Senso Crítico

Senso Crítico

sábado, 17 de dezembro de 2016

É Tão Bom Ser Pequenino


Recordo o cheiro dos lençóis lavados, a guerra para lavar os dentes, histórias contadas antes de adormecer. O desejo de chegar a casa, o aconchego e, depois, outra vez a vontade de sair.
Corria para a minha mãe quando caía e me magoava. Não para o meu pai, porque seria preciso dar muitas explicações e ouvir de novo o racional “Eu já te tinha avisado…”.
Um prato especial nos dias de festa. Birras. É preciso vestir aquela roupa nova. É a tua vez de lavar a louça.
Não sei muito bem a partir de que idade é que os irmãos deixam de ser irritantes…
Depois do jantar fazíamos jogos e entretínhamo-nos uns com os outros. Por vezes, quando era verão, saíamos a passear e apanhávamos pirilampos.
A chuva lá fora, o calor dentro de casa. Um livro. Um amigo que vem lanchar. Um ralhete porque desta vez passamos dos limites e as calças vêm cheias de lama. Já te disse tantas vezes que não se deve deixar aí a roupa suja…
Acordar com um beijo. Adormecer com uma oração.
Natal. Os primos. Visitas a casa dos avós. Brincadeiras. Às vezes notar, sem notar, uma expressão semelhante a tristeza ou cansaço no rosto do pai ou no rosto da mãe. Depois, brincadeira de novo. Música, flores, sorrisos. É tão bom ser pequenino…
Coisas pequenas. Diárias. Vulgares.

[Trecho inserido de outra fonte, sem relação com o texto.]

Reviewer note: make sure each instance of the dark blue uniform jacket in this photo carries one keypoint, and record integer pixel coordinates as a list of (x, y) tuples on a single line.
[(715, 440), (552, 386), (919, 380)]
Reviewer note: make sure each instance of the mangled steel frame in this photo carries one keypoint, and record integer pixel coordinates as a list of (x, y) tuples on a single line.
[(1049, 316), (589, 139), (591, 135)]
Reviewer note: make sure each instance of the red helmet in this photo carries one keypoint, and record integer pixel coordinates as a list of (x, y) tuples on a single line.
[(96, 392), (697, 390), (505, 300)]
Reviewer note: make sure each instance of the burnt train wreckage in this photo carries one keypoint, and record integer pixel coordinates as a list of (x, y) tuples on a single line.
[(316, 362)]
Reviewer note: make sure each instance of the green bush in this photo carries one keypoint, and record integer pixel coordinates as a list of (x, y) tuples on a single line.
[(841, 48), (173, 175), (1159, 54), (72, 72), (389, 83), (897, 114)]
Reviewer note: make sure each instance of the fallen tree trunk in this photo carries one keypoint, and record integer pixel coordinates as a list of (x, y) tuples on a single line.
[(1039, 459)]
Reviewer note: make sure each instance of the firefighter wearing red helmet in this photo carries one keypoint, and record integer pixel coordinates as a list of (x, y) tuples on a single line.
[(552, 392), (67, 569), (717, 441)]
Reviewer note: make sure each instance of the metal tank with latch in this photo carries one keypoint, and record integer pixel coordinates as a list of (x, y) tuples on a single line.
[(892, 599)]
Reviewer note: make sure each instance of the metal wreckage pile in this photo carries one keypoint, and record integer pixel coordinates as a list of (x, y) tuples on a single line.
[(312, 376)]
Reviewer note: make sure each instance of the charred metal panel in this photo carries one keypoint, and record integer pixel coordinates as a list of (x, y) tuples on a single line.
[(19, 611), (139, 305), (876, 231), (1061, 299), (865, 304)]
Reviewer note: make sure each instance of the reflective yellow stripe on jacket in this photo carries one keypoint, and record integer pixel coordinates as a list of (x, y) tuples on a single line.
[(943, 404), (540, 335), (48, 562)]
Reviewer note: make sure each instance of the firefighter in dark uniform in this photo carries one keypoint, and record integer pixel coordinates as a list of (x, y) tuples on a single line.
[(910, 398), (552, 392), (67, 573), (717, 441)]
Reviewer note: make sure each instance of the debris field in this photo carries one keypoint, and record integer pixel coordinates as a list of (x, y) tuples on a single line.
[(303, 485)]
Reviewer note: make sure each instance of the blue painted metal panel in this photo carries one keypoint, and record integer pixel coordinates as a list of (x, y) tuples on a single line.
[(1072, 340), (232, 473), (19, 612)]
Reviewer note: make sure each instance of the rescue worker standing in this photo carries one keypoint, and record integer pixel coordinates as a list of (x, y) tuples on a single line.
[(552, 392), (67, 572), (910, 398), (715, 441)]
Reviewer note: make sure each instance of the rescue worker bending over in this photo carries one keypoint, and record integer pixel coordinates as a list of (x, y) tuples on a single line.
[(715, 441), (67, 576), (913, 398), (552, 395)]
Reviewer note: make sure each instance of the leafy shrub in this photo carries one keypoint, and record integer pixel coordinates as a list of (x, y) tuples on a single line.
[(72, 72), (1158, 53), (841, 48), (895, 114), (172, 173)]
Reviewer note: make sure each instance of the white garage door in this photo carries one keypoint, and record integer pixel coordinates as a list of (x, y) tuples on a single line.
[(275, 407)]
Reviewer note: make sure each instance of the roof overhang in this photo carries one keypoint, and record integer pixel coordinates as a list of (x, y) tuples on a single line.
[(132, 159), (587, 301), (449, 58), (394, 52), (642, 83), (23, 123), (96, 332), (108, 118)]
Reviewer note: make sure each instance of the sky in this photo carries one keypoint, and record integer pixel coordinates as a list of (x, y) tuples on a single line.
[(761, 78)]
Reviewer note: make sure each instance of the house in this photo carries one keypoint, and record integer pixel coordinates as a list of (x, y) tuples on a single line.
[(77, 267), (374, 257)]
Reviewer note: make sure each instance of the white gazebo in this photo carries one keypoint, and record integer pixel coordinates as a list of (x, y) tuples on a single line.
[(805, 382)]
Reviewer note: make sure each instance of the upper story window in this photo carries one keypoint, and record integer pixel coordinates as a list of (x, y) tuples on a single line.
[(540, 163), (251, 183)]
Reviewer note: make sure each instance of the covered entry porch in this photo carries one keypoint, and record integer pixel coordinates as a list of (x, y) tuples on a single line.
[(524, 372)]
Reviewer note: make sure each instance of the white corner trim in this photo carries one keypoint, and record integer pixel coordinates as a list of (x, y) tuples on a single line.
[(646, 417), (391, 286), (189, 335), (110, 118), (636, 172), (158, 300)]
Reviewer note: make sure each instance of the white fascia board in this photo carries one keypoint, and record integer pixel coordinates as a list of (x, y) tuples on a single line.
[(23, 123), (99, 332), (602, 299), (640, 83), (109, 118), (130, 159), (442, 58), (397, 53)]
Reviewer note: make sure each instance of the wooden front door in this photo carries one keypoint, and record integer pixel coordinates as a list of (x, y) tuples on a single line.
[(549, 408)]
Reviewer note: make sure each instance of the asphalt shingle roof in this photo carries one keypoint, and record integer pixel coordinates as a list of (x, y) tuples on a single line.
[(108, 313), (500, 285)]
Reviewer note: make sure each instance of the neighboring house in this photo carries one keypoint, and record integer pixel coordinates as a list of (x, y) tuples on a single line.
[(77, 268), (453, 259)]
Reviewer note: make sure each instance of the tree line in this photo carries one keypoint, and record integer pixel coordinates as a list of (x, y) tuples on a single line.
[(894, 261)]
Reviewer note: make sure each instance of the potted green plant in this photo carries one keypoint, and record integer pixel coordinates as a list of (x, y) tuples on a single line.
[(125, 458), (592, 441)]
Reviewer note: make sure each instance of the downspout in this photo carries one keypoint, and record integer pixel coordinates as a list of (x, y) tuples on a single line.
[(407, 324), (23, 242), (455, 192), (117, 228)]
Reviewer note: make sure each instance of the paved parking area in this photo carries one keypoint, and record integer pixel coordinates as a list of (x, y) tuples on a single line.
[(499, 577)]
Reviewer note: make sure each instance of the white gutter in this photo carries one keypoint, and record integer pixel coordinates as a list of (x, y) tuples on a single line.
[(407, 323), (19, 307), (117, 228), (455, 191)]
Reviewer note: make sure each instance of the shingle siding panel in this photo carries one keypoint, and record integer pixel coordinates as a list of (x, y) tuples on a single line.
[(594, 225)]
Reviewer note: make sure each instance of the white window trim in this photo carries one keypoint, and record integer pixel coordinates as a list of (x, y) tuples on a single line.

Mas enormes, únicas, cheias de magia.
Durante muito tempo estive convencido de que era a infância que acendia nas pequenas coisas de todos os dias essa música e esse encanto que agora recordo. Que era por ser pequeno na altura que todas essas coisas são agora especiais. Mas há tantas pessoas que foram também pequenas e nunca poderão ter recordações destas… E não porque não tivessem tido pais, ou porque estes os tivessem maltratado ou porque tivessem sido demasiado pobres.
Geralmente não é muito difícil casar, ter filhos, uma casa para viver. Mas depois de se conseguir isso podemos chegar à conclusão de que é muitíssimo difícil construir uma família. É talvez como ter já os tijolos e, no entanto, sentirmo-nos incapazes de encontrar o cimento que os una, lhes dê forma, consistência e identidade.
É fundamental ter uma infância feliz… E começámos então a dar aos filhos coisas excelentes e atividades fantásticas e experiências divertidas. E enchemos de trabalho os dias, para lhes podermos dar tudo isso. Saímos, portanto, de casa. E a casa esvaziou-se.
E deixámos de viver com os filhos. As coisas fantásticas que lhes demos acabaram por ocupar quase todo o tempo em que deveríamos ter estado com eles.
É muito fácil errar o caminho.
Ao crescer, descobri que para se ter os lençóis lavados e passados a ferro é preciso frequentemente deitar-se mais tarde e dormir menos.
Aprendi que é preciso ter paciência para fazer uma criança ganhar o hábito de lavar os dentes ou deixar a roupa suja no local correto. E que a paciência dói.
Reparei em que as pessoas mais velhas gostam de sossego depois do jantar, porque se cansam facilmente. E que, por isso, tem um alto preço fazer nessa altura jogos com crianças ou correr atrás de pirilampos.
Vim assim a saber que o cimento da família é aquilo que se faz pelos outros, deixando de fazer aquilo de que se gosta, para os ver felizes, para os construir, para os ajudar a chegar onde devem chegar. Aquelas pequenas coisas da minha infância foram grandes, afinal, porque eram feitas de um amor sacrificado e escondido.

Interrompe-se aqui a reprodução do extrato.